Following this fitting 'blogiversary'

For the weekend edition of The Wall Street Journal 7/14 - 7/15 the feature article was to commemorate the 10 year anniversary of when Blogs were born. It really comes to no surprise that the publication was able to come up with a group of influential individuals from all fields and walks of life to give personal thoughts about the importance of blogs. Great article for me as the woefully aspiring blogger and somebody who would like to be reading more of what’s out there.

Among the mini-pieces that made up the article, the one that struck me the greatest was submitted by Dick Costolo, the former CEO of Feedburner, and a current Group Product Manager for Google. He focuses on something that isn’t as clear to people of my generation, but in my opinion was the heart of why blogs are so magical. Costolo laments about a time when there was a distinct lack of opportunity for somebody to receive updates about occurrences within a community of interest when that individual was in some remote area relative to that community. He cites an interest in venture capital by a person living in Detroit. The options presented for overcoming this remoteness during a pre-blog era were moving to Silicon Valley or be at the whim of publishers of newletters, who assuredly are from such an area and would be writing about topics more particular to that geographic region and also charge an arm and a leg to relay their published material to you. With the advent of blogs, not only has this predicament been erased, but there becomes a new concept of zero-cost publishing. Now anybody can not only receive articles from any topic of their heart’s content but can also, write their own with an equal opportunity to be read and judged with the best of them.

Along with his mini-piece, Costolo shared some of his favorite blogs, one of them being under the blogspot.com domain.

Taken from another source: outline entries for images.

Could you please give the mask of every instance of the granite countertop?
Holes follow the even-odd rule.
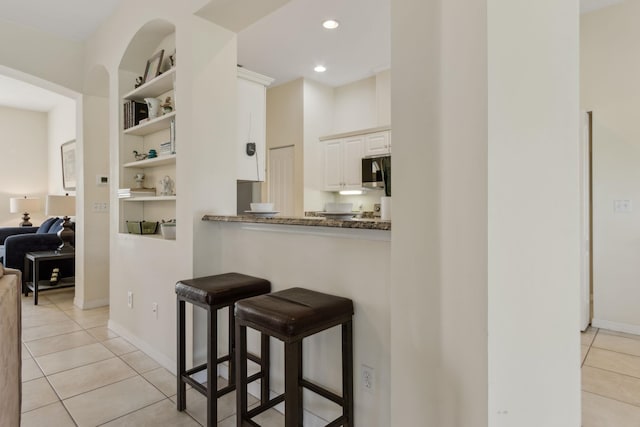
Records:
[[[352,219],[338,220],[323,217],[281,217],[258,218],[253,215],[229,216],[229,215],[205,215],[203,221],[218,222],[244,222],[253,224],[273,224],[273,225],[304,225],[310,227],[335,227],[335,228],[359,228],[363,230],[391,230],[391,221],[381,221],[379,219]]]

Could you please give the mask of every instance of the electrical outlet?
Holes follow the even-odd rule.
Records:
[[[364,388],[365,391],[373,392],[375,387],[375,376],[373,368],[371,366],[362,365],[361,372],[362,388]]]

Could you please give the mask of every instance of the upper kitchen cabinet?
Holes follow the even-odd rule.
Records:
[[[391,154],[391,130],[364,135],[365,156],[386,156],[389,154]]]
[[[362,156],[364,138],[324,140],[324,189],[344,191],[362,189]]]
[[[237,159],[240,181],[264,181],[266,175],[267,86],[273,79],[238,67]]]

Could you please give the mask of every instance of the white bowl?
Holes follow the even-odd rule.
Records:
[[[251,203],[252,212],[273,212],[273,203]]]
[[[325,212],[351,212],[353,203],[325,203]]]
[[[160,232],[162,237],[167,240],[176,239],[176,223],[175,222],[163,222],[160,224]]]

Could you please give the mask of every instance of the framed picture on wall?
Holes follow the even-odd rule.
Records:
[[[60,146],[62,153],[62,187],[76,189],[76,141],[68,141]]]

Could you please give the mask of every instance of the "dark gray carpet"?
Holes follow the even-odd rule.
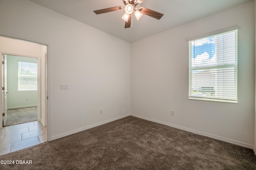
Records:
[[[37,120],[37,106],[8,109],[6,126]]]
[[[0,156],[12,170],[251,170],[249,149],[129,116]]]

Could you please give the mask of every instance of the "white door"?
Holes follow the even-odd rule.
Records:
[[[6,57],[4,55],[2,55],[2,60],[4,63],[2,65],[2,87],[4,87],[4,90],[2,91],[3,94],[3,113],[4,113],[4,116],[3,116],[4,126],[5,126],[7,121],[7,63]]]

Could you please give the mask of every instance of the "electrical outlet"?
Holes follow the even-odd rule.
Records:
[[[172,115],[172,116],[174,115],[174,111],[171,111],[171,115]]]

It really is fantastic that getting into the arena of blogging not only is cheap (if not free), but also incredibly easy. I had never looked at it before, but I was curious to see what the most popular free blogging sites are. Without doing a whole ton of searching, this is what I’ve got:

Typepad.com
Blogger.com
Wordpress.com
Okayblog.net
Livejournal.com
Blog.com

But clearly the millions of search results make no list look complete. Then there is no way to forget the free blogging available from within profiles of countless social networking sites cropping up including the powerhouses of Facebook and MySpace, where my buddy had been updating one in reverence to the great Bill Simmons of ESPN Page 2 fame. Blogs are literally everywhere among the younger generations, to the extent that daily blog roundups appear in print publications like the daily Express newspaper (the free news outlet of the Washington Post). Without a doubt the impacts are only at their beginnings.